Ousted
Bata workers shift to eco-farming
A small group of Bata Shoe Company workers who lost their jobs after
a trade union struggle in 2004 with the management has taken to
eco-agriculture writing a new page in trade union history in Sri
Lanka, union officials said.
Linus Jayatilake, president of the Commercial and Industrial Workers’
Union (CIWU) said that when the parent union were struggling to
help maintain these workers and their families after the long strike
Dr. Gamini Kulatunga of the Agriculture Engineering Faculty Open
University in Colombo offered a training programme for two months
on basic technology that will be useful for small-scale farming
and these trained workers opted to go directly into agriculture
and to start with paddy farming.
When
the villagers of Okanduwa in Kalutara heard that former Bata workers
wanted to resort to rural farming to sustain their families, one
family there offered nine acres of land for cultivation.
This
land hadn’t been cultivated for the last nine years and was
full of jungle and weeds, only to be used by the buffalo breeders
of this area.
In
April 2005, 10 of these workers in Kalutara District undertook this
challenge of clearing the jungle and ploughing the land. “As
we were trained in ecological farming by two experts of MONLAR (Movement
for Land and Agricultural Reform) and the Movement for Protection
of Indigenous Seeds (MPIS) provided us a local variety of indigenous
paddy seeds which is resistant to pests and weeds, we never wanted
to use any chemical fertilisers or any pesticides.
We
were able to find even local fish varieties due to non usage of
chemical on this land for nine years which is impossible to see
anywhere in Sri Lanka nowadays,” said Dayananda Perera a former
Bata worker. The land was ploughed and rich and fertile soil unearthed.
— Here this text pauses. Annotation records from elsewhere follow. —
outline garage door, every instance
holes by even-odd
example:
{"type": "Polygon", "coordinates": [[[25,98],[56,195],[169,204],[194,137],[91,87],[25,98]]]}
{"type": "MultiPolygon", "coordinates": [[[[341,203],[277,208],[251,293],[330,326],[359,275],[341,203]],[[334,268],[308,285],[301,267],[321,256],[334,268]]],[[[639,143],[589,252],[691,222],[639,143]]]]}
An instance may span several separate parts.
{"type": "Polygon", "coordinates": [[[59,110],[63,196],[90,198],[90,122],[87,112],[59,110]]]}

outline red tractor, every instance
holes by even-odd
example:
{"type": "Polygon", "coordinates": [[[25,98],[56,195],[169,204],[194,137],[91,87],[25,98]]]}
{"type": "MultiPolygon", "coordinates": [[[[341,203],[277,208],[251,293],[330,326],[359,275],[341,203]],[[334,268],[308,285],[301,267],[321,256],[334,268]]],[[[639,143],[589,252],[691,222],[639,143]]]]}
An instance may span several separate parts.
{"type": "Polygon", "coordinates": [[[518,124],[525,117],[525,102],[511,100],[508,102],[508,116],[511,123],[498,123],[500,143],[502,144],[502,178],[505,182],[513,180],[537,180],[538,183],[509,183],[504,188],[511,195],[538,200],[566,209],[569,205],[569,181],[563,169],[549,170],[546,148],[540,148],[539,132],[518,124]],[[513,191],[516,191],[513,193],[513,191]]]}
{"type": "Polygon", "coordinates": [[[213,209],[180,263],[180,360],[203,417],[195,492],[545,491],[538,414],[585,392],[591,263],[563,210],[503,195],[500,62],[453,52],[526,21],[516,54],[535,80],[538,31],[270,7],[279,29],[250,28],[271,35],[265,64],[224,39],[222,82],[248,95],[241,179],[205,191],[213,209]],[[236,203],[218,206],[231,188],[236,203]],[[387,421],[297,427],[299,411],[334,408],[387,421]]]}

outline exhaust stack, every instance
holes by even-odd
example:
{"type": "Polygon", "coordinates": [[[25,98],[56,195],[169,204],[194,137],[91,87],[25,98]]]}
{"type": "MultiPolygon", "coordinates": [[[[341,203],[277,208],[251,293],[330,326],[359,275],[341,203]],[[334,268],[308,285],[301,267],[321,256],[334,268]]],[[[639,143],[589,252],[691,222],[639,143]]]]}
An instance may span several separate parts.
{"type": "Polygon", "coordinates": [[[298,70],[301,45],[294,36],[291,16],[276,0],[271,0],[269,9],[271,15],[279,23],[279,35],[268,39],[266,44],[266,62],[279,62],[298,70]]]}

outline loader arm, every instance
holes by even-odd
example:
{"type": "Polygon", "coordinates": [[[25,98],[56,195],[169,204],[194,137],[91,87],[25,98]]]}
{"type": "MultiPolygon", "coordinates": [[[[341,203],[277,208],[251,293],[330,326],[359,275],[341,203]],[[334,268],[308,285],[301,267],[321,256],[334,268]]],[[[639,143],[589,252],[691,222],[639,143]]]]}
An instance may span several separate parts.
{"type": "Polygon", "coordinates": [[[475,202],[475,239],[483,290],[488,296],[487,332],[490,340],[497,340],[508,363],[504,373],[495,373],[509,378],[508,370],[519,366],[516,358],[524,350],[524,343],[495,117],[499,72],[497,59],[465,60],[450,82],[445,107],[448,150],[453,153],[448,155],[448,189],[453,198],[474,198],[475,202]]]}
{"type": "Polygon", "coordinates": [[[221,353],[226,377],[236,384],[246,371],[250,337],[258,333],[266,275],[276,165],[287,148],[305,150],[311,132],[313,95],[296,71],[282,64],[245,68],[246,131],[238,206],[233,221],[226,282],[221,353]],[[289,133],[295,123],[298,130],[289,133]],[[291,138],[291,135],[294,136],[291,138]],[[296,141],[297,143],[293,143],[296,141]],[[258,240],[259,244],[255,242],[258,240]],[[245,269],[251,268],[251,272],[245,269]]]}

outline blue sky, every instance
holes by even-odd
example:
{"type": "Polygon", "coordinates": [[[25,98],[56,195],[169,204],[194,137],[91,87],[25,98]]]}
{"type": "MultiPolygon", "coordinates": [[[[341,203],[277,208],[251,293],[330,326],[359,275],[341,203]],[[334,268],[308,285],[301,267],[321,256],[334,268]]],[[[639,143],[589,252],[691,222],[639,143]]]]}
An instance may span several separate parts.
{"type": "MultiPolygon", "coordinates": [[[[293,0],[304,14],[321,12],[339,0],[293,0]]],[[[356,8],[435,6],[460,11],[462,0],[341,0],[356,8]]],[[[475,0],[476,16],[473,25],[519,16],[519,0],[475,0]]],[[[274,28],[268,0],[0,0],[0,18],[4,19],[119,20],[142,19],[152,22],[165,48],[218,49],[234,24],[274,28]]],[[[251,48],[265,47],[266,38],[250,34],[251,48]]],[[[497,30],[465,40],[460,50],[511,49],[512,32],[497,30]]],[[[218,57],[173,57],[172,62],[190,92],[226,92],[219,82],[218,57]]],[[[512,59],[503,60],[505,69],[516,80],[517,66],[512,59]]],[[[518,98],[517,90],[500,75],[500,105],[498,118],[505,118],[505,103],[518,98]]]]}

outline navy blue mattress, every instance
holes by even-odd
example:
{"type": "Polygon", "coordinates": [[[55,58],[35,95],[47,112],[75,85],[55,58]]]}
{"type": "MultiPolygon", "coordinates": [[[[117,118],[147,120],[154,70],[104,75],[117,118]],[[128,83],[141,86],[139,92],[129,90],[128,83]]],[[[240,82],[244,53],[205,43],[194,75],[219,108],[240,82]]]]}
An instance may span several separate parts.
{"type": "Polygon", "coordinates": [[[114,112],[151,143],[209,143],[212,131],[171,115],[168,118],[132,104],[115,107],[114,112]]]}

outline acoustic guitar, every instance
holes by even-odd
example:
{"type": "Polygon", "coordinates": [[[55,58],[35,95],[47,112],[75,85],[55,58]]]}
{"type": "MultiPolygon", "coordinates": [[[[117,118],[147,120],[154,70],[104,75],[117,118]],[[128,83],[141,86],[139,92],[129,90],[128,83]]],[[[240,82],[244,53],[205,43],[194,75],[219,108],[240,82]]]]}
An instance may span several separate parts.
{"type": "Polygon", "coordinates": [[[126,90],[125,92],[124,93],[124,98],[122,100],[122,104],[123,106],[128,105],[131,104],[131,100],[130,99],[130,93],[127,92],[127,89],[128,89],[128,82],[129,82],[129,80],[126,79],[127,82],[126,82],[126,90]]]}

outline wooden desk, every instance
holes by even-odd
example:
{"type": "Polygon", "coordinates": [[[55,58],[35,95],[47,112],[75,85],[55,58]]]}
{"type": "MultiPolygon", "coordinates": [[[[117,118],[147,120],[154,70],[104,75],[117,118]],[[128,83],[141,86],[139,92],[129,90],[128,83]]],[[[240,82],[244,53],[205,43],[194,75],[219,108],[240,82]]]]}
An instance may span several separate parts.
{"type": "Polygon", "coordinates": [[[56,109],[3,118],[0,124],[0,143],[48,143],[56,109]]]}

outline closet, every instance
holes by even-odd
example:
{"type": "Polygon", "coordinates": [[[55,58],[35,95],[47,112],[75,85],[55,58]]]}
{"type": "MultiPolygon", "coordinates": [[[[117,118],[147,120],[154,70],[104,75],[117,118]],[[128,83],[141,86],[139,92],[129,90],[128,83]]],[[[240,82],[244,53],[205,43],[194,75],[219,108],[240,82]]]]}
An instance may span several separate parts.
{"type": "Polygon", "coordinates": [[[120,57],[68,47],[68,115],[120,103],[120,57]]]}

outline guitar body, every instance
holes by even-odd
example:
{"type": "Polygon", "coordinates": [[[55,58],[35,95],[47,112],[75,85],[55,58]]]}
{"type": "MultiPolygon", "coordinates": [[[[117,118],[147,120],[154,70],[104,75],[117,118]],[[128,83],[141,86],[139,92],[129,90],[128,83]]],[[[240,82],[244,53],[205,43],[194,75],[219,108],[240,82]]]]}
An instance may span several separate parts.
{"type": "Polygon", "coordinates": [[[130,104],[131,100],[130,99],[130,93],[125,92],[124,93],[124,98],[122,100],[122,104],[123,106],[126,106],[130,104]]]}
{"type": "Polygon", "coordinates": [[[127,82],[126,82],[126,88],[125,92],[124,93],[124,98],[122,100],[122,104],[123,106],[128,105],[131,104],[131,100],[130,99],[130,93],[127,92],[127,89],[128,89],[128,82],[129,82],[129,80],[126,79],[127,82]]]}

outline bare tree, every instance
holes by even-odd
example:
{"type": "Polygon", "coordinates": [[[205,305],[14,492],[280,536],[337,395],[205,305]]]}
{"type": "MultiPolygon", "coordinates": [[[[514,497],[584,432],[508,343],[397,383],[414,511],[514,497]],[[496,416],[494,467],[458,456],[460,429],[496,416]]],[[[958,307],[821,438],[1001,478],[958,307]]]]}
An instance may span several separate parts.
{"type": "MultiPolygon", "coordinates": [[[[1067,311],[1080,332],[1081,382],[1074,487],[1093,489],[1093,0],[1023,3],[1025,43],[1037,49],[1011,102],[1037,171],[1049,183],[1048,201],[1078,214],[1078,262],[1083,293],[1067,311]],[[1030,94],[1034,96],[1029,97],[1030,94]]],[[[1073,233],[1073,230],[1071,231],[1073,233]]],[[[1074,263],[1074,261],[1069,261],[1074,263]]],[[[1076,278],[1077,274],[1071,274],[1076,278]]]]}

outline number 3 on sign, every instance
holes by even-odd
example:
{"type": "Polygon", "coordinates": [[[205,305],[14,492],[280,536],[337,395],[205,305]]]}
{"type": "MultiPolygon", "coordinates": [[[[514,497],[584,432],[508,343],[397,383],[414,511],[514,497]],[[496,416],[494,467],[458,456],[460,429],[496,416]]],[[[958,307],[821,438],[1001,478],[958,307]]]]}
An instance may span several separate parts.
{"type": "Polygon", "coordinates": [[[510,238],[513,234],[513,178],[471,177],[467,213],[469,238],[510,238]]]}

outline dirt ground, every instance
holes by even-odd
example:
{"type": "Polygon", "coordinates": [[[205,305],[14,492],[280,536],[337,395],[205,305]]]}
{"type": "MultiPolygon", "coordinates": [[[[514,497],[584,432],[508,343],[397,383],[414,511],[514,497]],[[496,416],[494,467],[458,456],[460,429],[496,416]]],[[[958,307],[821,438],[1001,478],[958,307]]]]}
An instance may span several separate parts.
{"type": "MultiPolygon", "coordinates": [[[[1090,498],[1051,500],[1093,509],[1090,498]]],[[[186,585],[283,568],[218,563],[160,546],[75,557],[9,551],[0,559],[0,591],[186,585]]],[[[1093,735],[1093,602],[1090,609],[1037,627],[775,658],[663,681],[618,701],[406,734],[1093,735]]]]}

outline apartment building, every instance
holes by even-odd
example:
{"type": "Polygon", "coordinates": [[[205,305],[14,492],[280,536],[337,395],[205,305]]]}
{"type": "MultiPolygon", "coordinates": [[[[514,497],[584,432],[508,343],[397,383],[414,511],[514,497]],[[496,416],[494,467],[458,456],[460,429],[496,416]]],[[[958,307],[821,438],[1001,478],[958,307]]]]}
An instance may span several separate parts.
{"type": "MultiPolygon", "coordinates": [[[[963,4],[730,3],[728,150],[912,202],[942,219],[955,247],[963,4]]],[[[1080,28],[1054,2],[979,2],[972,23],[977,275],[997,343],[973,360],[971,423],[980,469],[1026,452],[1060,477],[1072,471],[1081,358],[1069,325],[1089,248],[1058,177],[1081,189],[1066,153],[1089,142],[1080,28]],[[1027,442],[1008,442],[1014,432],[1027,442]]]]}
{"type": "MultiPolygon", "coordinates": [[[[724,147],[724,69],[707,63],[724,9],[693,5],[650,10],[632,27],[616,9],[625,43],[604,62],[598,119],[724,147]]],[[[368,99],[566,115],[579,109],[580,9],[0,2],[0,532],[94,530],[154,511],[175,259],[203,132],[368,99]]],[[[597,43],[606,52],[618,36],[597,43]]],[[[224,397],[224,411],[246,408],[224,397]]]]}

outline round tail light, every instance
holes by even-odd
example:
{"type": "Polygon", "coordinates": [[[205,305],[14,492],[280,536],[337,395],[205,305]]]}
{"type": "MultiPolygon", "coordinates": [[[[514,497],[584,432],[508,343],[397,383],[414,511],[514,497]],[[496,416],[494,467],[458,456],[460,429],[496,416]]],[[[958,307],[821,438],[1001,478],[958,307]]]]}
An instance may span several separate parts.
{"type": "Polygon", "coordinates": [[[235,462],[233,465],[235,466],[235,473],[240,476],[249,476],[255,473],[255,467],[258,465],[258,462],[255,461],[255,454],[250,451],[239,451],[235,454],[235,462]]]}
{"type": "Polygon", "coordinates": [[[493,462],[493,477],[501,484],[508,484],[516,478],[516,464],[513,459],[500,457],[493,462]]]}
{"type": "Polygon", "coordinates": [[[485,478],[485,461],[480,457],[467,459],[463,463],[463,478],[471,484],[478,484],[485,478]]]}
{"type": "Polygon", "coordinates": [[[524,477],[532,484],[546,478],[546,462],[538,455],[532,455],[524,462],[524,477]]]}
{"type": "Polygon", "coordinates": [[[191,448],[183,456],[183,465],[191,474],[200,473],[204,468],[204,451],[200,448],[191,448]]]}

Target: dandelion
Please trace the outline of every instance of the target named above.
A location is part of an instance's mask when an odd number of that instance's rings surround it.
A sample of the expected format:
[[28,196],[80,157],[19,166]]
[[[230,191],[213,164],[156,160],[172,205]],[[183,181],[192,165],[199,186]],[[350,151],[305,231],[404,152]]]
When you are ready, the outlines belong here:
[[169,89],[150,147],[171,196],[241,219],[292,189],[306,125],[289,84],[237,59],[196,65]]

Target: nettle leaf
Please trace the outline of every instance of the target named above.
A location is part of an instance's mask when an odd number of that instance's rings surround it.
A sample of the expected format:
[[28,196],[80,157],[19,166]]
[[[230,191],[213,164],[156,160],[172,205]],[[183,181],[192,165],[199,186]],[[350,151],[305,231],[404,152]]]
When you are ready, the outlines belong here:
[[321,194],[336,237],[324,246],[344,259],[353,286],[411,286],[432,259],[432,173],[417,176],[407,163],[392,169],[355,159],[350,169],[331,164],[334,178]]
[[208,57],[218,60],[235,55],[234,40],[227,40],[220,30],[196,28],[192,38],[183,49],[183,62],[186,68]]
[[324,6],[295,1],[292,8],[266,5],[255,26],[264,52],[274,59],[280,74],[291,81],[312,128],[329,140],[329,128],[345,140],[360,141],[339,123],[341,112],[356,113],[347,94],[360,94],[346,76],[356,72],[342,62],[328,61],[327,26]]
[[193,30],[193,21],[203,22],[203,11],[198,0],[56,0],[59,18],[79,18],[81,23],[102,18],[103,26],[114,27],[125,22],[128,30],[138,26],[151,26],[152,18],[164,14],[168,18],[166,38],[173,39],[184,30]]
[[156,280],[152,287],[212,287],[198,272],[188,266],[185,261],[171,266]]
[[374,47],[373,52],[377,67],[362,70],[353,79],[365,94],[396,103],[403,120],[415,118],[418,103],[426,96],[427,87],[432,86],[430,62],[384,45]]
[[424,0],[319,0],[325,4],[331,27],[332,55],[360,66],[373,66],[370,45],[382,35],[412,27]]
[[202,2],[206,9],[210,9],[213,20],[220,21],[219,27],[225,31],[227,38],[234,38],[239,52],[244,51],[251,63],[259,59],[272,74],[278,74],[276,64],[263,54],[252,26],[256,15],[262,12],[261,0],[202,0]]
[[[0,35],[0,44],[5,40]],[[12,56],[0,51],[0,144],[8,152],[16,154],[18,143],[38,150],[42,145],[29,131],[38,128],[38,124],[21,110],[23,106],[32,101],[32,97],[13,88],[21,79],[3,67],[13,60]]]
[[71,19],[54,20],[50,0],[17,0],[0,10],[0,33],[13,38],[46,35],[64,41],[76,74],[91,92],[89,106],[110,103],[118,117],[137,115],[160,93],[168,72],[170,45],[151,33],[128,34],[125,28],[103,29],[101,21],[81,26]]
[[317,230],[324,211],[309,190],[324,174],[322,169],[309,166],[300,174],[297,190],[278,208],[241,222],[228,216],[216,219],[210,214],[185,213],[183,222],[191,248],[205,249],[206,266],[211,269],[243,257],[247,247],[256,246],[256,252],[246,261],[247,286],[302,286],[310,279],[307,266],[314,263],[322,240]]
Instead of tractors, the former Bata workers used water buffalos
to submerge the weeds in the soil.
For
the CIWU it was an effort to get involved in the informal sector.
For the workers, it showed they would not be abandoned after a genuine
strike and can survive on a cooperative basis to confront any problem.
Union officials said the MPIS and MONLAR have paved the way and
led the Bata workers on the path of ecological paddy farming.